Methods 31 patients with CHI, aged two weeks to 10 years were admitted to our hospital between 2006 and 2013. Bidirectional sequencing of ABCC8 and KCNJ11 was performed, and all had a 18F-L-DOPA PET/CT scan. All scans were performed 10, 35 and 60 min post injection. SUV ratios between focal lesion and normal pancreatic tissue were determined.

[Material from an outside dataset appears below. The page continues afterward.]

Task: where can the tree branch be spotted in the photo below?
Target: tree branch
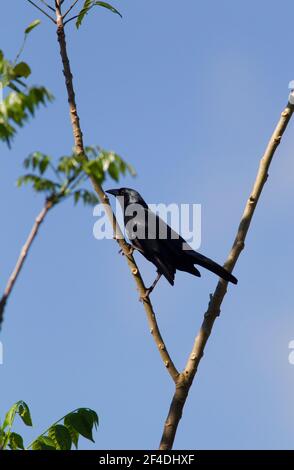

Results 13 patients had a genetic profile predictive of a focal lesion, PET/CT found a focal lesion in 11 of these. The SUV ratios ranged from 1.35 to 4.65. The remaining 20 patients all had diffuse uptake in the pancreas. The 11 patient with focal lesions on PET/CT all underwent curative limited pancreatic surgery, and intraoperative histology confirmed the diagnosis. Five of the 20 patients with prediction of diffuse CHI underwent extensive surgery (70-95% pancreatectomy), four of them had diffuse CHI on histology, one had extensive focal CHI with a later diagnosis of Beckwith-Wiedemann Syndrome.
Conclusions Genetic profiling had a misclassification rate of 10% in predicting diffuse versus focal CHI. 18F-L-DOPA PET/CT is a helpful tool in guiding the surgeons to curative limited pancreatic surgery.